FakeThreads Investigating Fake News Dissemination Patterns in Threads

Project Code :TCMAPY2105

Objective

This project develops a binary classification system to detect fake threads on Threads using machine learning models like Random Forest, LightGBM, DistilBERT, and GPT-2 for feature extraction and contextual embeddings. Models are evaluated with accuracy, precision, recall, and F1-score. A local web interface allows user registration and login, where authenticated users can input thread text and receive real-time predictions, with LIME explanations for transparency. This system promotes understanding of fake news patterns and enhances detection efforts.

Abstract

The rapid proliferation of misinformation on social media platforms poses significant challenges to information integrity and public discourse. This project focuses on developing a binary classification system to detect fake threads (conversations containing misleading or false information) on Threads. We employed traditional machine learning models, including Random Forest and LightGBM, with TF-IDF vectorization for feature extraction, alongside advanced transformer-based approaches using DistilBERT and GPT-2 for contextual embeddings. Each model was rigorously evaluated using standard metrics such as accuracy, precision, recall, and F1-score to compare performance. To enhance user accessibility, a local web interface was built, featuring user registration and login functionality. Authenticated users can input thread text, receiving real-time predictions of fake or genuine classification, accompanied by LIME explanations highlighting influential words contributing to the decision. This interpretable system aids in understanding fake news dissemination patterns and promotes transparency in detection efforts.

Keywords

Fake news detection, Threads platform, Misinformation, Binary classification, Random Forest, LightGBM, TF-IDF, DistilBERT, GPT-2, LIME explainability, Web interface, Machine learning, Social media analysis

NOTE: Without the concern of our team, please don't submit to the college.

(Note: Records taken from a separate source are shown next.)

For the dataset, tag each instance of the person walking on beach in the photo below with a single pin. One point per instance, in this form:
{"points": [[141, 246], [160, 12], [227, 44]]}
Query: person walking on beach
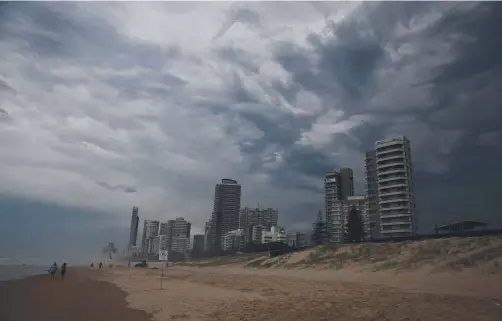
{"points": [[63, 270], [53, 269]]}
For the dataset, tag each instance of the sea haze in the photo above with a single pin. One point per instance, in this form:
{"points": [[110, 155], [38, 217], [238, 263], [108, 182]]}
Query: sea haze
{"points": [[13, 272]]}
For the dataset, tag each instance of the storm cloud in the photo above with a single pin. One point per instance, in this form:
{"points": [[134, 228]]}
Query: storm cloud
{"points": [[165, 99]]}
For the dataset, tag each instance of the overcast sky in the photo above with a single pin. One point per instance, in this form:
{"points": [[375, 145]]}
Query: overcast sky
{"points": [[104, 106]]}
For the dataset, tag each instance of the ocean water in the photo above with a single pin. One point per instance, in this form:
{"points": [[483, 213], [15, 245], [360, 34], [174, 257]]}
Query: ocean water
{"points": [[14, 272]]}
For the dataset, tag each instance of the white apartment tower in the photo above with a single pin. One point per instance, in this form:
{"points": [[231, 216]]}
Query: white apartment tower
{"points": [[396, 197], [340, 214], [133, 232], [225, 217], [337, 187]]}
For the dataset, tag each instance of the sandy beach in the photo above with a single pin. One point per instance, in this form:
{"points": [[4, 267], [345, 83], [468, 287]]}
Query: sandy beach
{"points": [[78, 298], [234, 293], [440, 280]]}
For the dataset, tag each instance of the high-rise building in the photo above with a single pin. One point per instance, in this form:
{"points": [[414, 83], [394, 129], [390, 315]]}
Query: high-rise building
{"points": [[346, 183], [181, 244], [207, 236], [396, 195], [133, 232], [177, 228], [339, 217], [233, 240], [274, 235], [338, 186], [225, 217], [164, 227], [198, 244], [372, 194], [150, 231], [258, 216]]}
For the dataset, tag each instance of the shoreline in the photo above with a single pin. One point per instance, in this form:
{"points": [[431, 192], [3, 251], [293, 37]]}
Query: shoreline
{"points": [[80, 297], [232, 293]]}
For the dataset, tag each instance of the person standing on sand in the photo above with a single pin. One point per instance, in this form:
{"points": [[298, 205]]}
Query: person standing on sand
{"points": [[53, 269], [63, 270]]}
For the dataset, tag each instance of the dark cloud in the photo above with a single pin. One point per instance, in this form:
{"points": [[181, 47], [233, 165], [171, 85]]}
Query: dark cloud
{"points": [[429, 70], [120, 187]]}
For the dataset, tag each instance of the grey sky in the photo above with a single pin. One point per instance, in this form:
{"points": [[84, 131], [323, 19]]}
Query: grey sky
{"points": [[108, 105]]}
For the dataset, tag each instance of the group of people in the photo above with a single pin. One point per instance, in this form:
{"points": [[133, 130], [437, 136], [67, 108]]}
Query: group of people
{"points": [[54, 268], [100, 265]]}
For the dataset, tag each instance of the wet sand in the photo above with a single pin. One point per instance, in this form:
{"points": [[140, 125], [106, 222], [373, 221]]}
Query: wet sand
{"points": [[78, 298], [229, 293]]}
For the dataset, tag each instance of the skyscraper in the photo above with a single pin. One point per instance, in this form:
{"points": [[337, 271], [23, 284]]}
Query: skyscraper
{"points": [[150, 231], [346, 183], [372, 194], [207, 236], [396, 195], [258, 216], [225, 217], [133, 232], [337, 187]]}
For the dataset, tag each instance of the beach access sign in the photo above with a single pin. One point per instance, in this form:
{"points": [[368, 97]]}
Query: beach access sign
{"points": [[163, 255]]}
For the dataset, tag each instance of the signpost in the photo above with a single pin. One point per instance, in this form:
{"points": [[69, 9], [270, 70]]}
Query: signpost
{"points": [[163, 258]]}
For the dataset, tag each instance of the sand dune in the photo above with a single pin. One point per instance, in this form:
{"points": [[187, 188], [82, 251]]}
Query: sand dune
{"points": [[454, 279]]}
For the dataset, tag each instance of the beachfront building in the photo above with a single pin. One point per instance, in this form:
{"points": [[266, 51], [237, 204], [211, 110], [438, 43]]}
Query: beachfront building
{"points": [[256, 232], [226, 207], [198, 244], [297, 239], [207, 236], [150, 231], [396, 197], [233, 240], [276, 234], [159, 243], [371, 181], [133, 230], [263, 218], [180, 244], [339, 217], [176, 228], [337, 186]]}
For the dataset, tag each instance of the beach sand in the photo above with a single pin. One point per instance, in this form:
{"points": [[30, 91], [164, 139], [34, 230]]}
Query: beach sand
{"points": [[235, 293], [77, 298]]}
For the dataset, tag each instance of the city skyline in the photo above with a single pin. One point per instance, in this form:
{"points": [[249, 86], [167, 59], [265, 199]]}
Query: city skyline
{"points": [[107, 106]]}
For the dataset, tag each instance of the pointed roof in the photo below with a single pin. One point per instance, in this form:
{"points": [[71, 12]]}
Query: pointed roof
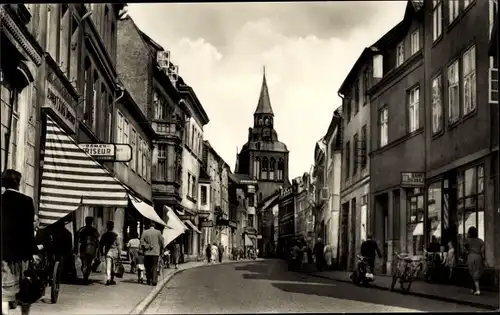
{"points": [[264, 105]]}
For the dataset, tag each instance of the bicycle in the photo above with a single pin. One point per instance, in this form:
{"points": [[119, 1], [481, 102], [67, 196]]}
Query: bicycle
{"points": [[407, 270]]}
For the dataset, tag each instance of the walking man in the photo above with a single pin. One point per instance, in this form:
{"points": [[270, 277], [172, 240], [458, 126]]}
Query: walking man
{"points": [[88, 237], [152, 243], [221, 252], [110, 249]]}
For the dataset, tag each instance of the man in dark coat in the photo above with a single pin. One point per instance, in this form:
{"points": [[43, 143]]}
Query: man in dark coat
{"points": [[368, 249]]}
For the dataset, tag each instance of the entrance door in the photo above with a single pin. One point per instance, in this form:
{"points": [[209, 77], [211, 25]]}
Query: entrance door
{"points": [[344, 236]]}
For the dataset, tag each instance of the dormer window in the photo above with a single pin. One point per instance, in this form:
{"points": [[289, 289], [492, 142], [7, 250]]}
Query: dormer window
{"points": [[400, 54]]}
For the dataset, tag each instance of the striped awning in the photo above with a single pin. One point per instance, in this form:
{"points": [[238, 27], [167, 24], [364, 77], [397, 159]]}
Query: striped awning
{"points": [[72, 178]]}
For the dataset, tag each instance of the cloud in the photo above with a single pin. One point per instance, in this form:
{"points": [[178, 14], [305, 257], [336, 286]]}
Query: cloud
{"points": [[305, 63]]}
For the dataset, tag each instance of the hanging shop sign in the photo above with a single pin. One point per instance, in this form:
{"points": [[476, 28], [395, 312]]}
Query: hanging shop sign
{"points": [[108, 151], [59, 107], [412, 179]]}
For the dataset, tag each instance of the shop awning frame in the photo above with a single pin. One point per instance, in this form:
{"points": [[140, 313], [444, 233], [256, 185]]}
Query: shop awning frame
{"points": [[192, 226]]}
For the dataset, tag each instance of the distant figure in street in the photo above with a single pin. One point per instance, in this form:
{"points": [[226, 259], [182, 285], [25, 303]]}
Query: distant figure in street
{"points": [[319, 248], [152, 243], [474, 247], [221, 252], [208, 253], [369, 249], [109, 247], [328, 256], [215, 253], [88, 237]]}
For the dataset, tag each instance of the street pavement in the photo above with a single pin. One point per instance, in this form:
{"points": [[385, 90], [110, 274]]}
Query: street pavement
{"points": [[267, 287]]}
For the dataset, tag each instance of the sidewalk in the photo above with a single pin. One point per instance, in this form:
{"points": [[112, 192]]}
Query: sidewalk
{"points": [[447, 293], [96, 298]]}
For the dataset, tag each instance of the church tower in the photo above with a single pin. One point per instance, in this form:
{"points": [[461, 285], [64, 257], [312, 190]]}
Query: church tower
{"points": [[264, 157]]}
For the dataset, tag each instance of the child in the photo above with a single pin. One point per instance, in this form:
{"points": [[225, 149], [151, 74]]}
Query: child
{"points": [[450, 259], [141, 270]]}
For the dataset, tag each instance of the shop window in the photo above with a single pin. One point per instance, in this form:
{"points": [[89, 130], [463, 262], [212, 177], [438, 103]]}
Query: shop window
{"points": [[470, 205], [415, 226], [434, 212]]}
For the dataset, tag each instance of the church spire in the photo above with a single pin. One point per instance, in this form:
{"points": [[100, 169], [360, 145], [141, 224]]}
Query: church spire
{"points": [[264, 105]]}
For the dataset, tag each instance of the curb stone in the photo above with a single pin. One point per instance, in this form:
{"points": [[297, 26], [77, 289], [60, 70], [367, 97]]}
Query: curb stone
{"points": [[428, 296], [144, 304]]}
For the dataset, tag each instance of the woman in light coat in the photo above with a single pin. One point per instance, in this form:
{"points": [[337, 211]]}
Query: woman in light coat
{"points": [[328, 256]]}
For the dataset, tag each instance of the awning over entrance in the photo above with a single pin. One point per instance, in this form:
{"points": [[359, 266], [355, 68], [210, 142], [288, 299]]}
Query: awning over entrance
{"points": [[192, 226], [72, 178], [175, 226], [147, 211]]}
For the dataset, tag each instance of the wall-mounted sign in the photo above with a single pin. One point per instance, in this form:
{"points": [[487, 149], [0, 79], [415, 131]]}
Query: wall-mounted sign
{"points": [[59, 107], [411, 179], [209, 223], [108, 151]]}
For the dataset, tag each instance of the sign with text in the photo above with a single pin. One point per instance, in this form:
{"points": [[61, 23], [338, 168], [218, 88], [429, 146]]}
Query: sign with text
{"points": [[61, 109], [108, 151], [412, 179]]}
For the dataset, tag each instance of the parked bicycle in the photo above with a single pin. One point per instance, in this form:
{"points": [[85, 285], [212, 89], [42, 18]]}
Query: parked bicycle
{"points": [[407, 270]]}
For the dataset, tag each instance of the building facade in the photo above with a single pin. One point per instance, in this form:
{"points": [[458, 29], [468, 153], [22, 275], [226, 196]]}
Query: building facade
{"points": [[264, 157], [398, 155], [333, 164], [355, 179]]}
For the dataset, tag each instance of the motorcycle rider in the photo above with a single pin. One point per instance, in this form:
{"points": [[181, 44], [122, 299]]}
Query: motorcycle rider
{"points": [[368, 249]]}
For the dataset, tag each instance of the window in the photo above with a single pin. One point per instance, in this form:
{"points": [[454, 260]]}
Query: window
{"points": [[140, 155], [356, 97], [437, 106], [161, 168], [265, 168], [193, 187], [437, 19], [469, 80], [355, 153], [364, 146], [347, 159], [365, 86], [434, 212], [453, 10], [281, 168], [251, 200], [415, 42], [384, 126], [453, 93], [133, 161], [272, 168], [413, 109], [400, 54], [203, 193], [470, 204], [415, 226]]}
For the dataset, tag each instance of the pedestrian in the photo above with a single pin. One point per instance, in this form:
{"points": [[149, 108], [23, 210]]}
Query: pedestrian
{"points": [[215, 252], [110, 249], [474, 247], [19, 246], [450, 259], [88, 238], [319, 248], [177, 255], [133, 250], [152, 243], [208, 253], [221, 252], [369, 249], [328, 256]]}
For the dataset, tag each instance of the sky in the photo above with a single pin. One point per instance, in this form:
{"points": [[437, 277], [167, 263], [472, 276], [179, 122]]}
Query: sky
{"points": [[307, 49]]}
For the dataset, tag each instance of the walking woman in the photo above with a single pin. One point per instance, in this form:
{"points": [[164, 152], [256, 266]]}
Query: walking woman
{"points": [[474, 247], [18, 239]]}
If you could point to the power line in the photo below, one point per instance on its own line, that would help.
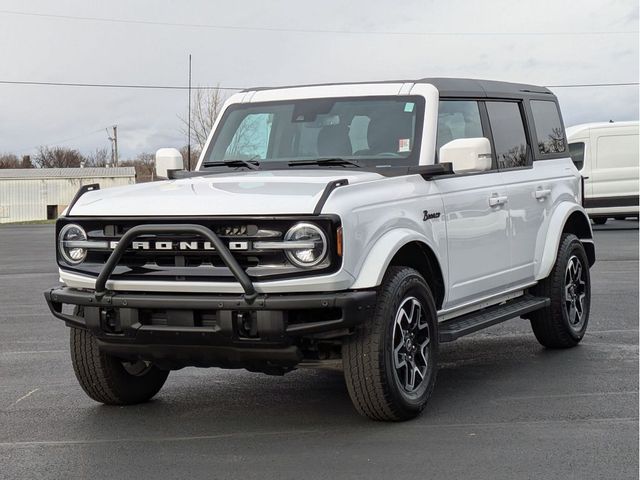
(61, 141)
(186, 87)
(312, 31)
(628, 84)
(114, 85)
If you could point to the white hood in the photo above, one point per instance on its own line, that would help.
(277, 192)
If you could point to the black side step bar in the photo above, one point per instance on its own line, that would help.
(455, 328)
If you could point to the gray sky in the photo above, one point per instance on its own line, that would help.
(36, 48)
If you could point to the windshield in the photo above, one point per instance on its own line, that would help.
(367, 131)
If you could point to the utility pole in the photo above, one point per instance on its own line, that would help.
(115, 143)
(189, 121)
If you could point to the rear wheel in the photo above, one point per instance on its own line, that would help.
(563, 323)
(108, 379)
(390, 363)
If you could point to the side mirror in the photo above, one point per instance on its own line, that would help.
(467, 154)
(167, 160)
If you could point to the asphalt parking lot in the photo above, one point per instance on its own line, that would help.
(503, 408)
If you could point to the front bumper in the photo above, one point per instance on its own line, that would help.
(210, 329)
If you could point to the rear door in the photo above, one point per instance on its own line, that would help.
(475, 210)
(532, 128)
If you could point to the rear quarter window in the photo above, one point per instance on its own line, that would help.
(548, 127)
(576, 150)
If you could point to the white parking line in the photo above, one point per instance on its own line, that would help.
(23, 397)
(30, 352)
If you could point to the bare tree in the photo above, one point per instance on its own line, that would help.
(58, 157)
(99, 158)
(205, 107)
(9, 160)
(26, 162)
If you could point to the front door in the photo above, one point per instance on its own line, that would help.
(476, 212)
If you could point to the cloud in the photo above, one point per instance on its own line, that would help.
(85, 51)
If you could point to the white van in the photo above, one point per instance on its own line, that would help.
(607, 156)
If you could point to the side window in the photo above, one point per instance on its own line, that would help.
(509, 138)
(457, 119)
(251, 139)
(576, 150)
(548, 127)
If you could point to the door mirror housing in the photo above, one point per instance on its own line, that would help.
(467, 154)
(168, 160)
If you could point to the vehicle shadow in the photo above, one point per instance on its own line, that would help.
(475, 373)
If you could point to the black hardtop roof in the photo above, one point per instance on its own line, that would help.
(454, 87)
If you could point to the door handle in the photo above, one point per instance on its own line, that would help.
(497, 200)
(542, 193)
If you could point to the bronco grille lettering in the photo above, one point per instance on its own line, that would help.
(179, 246)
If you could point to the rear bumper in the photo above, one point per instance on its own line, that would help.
(210, 330)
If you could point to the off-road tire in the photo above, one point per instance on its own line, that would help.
(551, 324)
(367, 355)
(104, 377)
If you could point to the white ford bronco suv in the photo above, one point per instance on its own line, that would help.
(366, 223)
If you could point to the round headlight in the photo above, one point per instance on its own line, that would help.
(68, 240)
(312, 235)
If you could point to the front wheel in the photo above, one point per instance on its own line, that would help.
(110, 380)
(390, 362)
(564, 322)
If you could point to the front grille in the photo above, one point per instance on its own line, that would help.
(189, 258)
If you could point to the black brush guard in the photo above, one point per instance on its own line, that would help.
(229, 260)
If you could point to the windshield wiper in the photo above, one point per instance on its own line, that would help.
(325, 161)
(252, 164)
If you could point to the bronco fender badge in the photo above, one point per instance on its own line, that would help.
(429, 216)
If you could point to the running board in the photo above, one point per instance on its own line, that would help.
(455, 328)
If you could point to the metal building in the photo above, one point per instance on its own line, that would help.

This Abstract varies based on student requirements.

Block Diagram

Specifications

SOFTWARE REQUIREMENS

Operating System                               :  Windows 7/8/10

Server-side Script                               :  HTML, CSS, Bootstrap & JS

Programming Language                     :  Python

Libraries                                              : Flask, Pandas, Sklearn,Pytorch NumPy, Seaborn, Matplotlib, Transformers

IDE/Workbench                                  :  VSCode

Technology                                         :  Python 3.8+

Server Deployment                             :  Xampp Server

Database                                             :  MySQL    

 

HARDWARE REQUIREMENTS

Processor                                  - I5/Intel Processor

RAM                                       - 8GB+ (min)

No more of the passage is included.